Tamar Hallerman
GHG Monitor
10/11/13
A group of more than 400 current and former coal-state Democrats is urging the White House to adopt policies that accelerate the development and deployment of what they are calling “sustainable coal” under the framework of President Barack Obama’s climate action plan. Under the umbrella of the recently-created advocacy group the Coal Blue Project, the current and former policymakers from mining states like Wyoming, West Virginia and Kentucky said this week that they have “serious concerns” about the carbon emissions standards for new coal plants recently proposed by the Environmental Protection Agency. Instead, they said in an Oct. 9 letter to the President that they would like to work with the Obama Administration to move forward an energy agenda “that reflects a realistic assessment of coal’s inevitable place in our nation’s energy future.” “Through the use of technology, coal has met every environmental challenge it has ever faced. There is no reason to view the carbon challenge as any different,” the policymakers wrote.
The letter states that current energy policies are “inadequate and unbalanced” against coal and other fossil fuels. “Critical carbon-mitigating coal technologies will not reach the marketplace in a timely manner without strong leadership from you and your Administration, nor without significant public investment—similar in scale to that which other energy technologies have received in recent years,” they wrote. “We should not expect that advanced coal technologies will be developed and deployed without the same.” The Democrats said the president’s climate action plan—which sets aside $8 billion in loan guarantee authority for advanced fossil technologies and paves the way for carbon emissions standards for new and existing power plants—does not do enough to incentivize CCS and other ‘clean coal’ technologies. “While projects such as FutureGen 2.0, in your home state of Illinois, are an important step in the right direction, they are far from enough,” they wrote to the President.

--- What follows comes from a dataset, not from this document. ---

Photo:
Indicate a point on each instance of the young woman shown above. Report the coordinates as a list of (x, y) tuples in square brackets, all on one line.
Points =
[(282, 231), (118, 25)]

The letter also argues that EPA’s recently proposed new source performance standards—which essentially mandate CCS technology for future power plants—require technology that is “not yet ready for the marketplace” and could drive away investment in clean coal R&D. “To not allow for step-wise improvements in advanced coal technologies is counter-productive from an environmental point of view, as well as needlessly costly and painful from an economic one,” the letter states.
Launched earlier this summer with the mission of promoting coal within the Democratic party, the Coal Blue Project includes former members of Congress like Rep. Rick Boucher (D-Va.), who helped formulate 2009’s Waxman-Markey cap-and-trade bill, as well as Reps. Jerry Costello, Jim Kerr and John Tanner. Former Wyoming Governors Mike Sullivan and Dave Freudenthal and Virginia gubernatorial candidate Terry McAuliffe are also involved with the group.